That connecting rod looks very authentic.
It looks like a highly polished cast rod.
Amazing work!

Rick


----------



## Bogstandard (Nov 11, 2007)

Thanks for the good comments lads.
There is a reason for doing this profiling to a con rod. If you just had flat sides, in ali it is in fact a fairly weak component. By adding a curved profile to it the rod will in fact be a fair amount stronger. It is a clear case that goes against logical thinking, removing metal to make the item stronger.
There were no special jigs or angle pieces used in its making, just a couple of rods as shown in the first pic for doing the side angles, a 1/4" roundover bit, a 1/4" bullnose bit and a standard endmill. The main bits to making something like this are, the backstop, and machining the component in the correct sequence so that you can still hold it safely to carry out the next sequence.
Eventually, when I get some free time, I will do a little series on how easy these things are to make without any special jigging.
By the way Rick, if you give it a good dose of course grit blasting and painted afterwards, it would look just like a real casting.

John


----------



## Bogstandard (Nov 11, 2007)

I would just like to add something because of a thing that Bob said.



> I really admire you guys that can take what you have and design, build a working engine



MOST engines consist of a cylinder, piston, rod and crank.
The only major difference between any of them is how the power is got to the top of the piston, everything else is just basically the same.
So there are no mystical spells or alchemy to building an engine, just a few basic rules.
Once you can get these under your belt, plus a bit of machining experience to make the basic parts it is well within reach of everyone.

I would prefer rather than somebody praising me for doing something, to ask how it was done.

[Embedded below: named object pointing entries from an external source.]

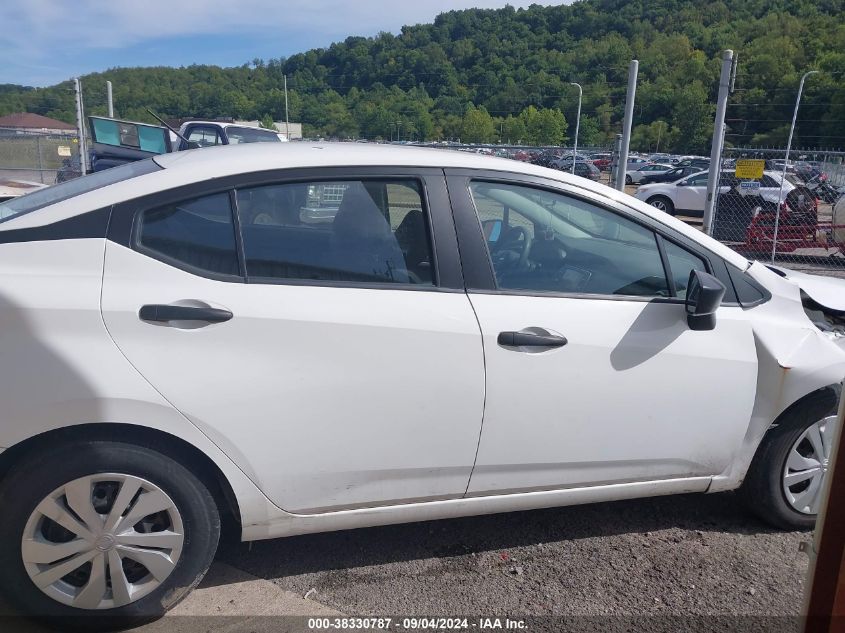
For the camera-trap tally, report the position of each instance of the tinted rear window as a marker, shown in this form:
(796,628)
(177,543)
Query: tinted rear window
(62,191)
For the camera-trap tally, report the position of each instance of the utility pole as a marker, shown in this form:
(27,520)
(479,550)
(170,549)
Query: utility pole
(80,127)
(786,160)
(577,125)
(633,69)
(716,145)
(110,100)
(287,120)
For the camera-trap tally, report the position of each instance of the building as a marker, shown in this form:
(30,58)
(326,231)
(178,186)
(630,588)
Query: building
(29,123)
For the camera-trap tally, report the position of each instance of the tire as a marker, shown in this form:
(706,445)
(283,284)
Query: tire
(764,488)
(662,203)
(97,472)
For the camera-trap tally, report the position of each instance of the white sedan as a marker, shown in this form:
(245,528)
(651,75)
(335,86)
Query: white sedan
(307,338)
(687,196)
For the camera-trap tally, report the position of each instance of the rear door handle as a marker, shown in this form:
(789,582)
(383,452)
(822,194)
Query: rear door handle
(164,313)
(529,339)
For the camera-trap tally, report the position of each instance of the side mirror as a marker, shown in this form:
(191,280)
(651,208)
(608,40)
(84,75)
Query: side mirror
(704,295)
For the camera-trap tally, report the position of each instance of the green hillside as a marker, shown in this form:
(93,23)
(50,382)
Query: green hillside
(490,75)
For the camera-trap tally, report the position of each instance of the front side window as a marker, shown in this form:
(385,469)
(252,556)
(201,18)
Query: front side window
(546,241)
(349,230)
(197,234)
(681,263)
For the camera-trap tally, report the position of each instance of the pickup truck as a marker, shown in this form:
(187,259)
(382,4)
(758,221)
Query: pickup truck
(116,142)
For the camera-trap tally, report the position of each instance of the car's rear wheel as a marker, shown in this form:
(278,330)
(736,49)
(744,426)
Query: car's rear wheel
(662,203)
(107,531)
(785,482)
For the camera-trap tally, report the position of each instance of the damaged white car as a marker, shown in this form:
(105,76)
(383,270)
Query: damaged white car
(302,338)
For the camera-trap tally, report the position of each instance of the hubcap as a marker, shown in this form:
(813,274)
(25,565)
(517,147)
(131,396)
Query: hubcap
(102,541)
(806,466)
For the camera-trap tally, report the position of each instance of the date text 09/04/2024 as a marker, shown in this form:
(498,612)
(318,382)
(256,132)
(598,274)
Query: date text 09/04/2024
(416,624)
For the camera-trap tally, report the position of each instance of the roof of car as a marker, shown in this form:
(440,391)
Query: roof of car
(192,166)
(230,160)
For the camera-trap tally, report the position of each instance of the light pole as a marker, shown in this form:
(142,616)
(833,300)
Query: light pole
(577,124)
(786,160)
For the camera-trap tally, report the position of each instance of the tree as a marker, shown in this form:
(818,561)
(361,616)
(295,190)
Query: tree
(543,126)
(505,61)
(513,130)
(477,126)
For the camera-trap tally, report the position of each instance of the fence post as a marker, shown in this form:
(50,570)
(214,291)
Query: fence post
(716,146)
(633,69)
(40,161)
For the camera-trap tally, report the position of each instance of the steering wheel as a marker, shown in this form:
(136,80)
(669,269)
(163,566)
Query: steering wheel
(511,252)
(525,244)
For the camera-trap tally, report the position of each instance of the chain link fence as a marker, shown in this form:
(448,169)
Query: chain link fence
(38,156)
(792,214)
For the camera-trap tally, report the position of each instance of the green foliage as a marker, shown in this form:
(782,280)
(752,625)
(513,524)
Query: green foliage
(504,75)
(477,126)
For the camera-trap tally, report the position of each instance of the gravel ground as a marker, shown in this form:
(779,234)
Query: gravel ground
(685,555)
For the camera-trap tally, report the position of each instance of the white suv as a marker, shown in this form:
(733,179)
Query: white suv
(307,338)
(687,196)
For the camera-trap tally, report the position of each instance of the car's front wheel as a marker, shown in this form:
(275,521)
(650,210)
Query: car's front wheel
(103,529)
(785,483)
(662,203)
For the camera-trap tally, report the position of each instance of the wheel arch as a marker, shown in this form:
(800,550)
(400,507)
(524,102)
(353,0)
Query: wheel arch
(735,475)
(163,442)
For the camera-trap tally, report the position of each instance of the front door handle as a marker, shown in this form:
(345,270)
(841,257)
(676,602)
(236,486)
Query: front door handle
(164,313)
(529,339)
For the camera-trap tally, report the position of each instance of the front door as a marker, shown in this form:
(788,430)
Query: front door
(307,329)
(593,376)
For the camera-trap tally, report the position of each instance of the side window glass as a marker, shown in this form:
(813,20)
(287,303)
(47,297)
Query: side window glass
(350,230)
(198,233)
(204,136)
(549,242)
(681,263)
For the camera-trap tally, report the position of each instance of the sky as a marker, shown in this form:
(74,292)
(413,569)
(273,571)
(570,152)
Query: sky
(43,42)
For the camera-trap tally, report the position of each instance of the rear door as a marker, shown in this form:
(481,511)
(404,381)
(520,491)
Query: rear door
(308,324)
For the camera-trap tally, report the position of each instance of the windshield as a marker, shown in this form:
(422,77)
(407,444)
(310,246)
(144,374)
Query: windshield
(251,135)
(68,189)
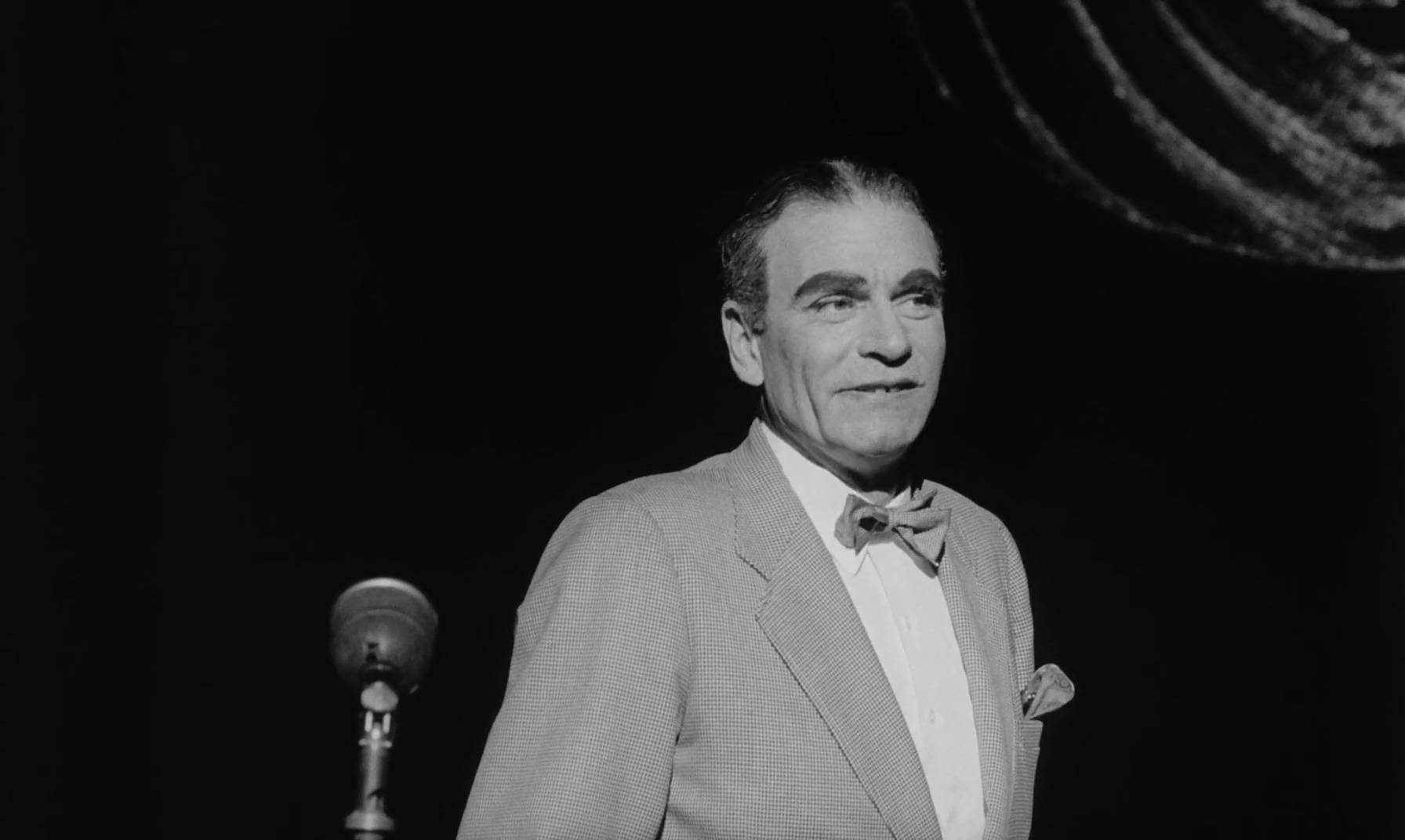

That way you could learn how to do it as well.
Something like 'Hey John, nice conrod, can you tell me how you put the tapered profile in the side'.

John


----------



## gilessim (Nov 11, 2007)

I was just looking at this post and wondering exactly how you did that gouged out bit on the sides John, it doesn't look like you just tilted it in the milling vice with a ball end cutter ,or did you?


----------



## Bogstandard (Nov 11, 2007)

Giles,
That is basically the process but you need the fixed stop as a reference. Basically you start off with a slight uplift on the end you want to go deeper and wider. Lift the cutter slightly and look to see if it is anywhere near to the same taper as the outside faces, if not, just raise the end a bit more, I do it with a small wedge, bring your cutter down again into the narrow end until it just touches and take another cut. Repeat this until you have a tapered slot that matches with the outside edges. All I do then is just mark my little wedge, flip the job over, put the wedge into the mark and do your cuts to get down to depth. It really only takes minutes and gives a very good rendition of casting. 

Hal, 
Maybe I should have worded it slightly differently.
Your final sentence says it all.

John


----------



## Bogstandard (Nov 12, 2007)

Cookin' with gas now.
Managed to get a pair of flywheels to the roughed out stage, just need a bit of file work to blend everything together, then a quickie polish and they will be finished, but that bit comes later, get it running first then bling it up. Why waste time on something if it won't run.
The first one took over 3 hours, but once I had got all the co-ordinates the second took less than half that.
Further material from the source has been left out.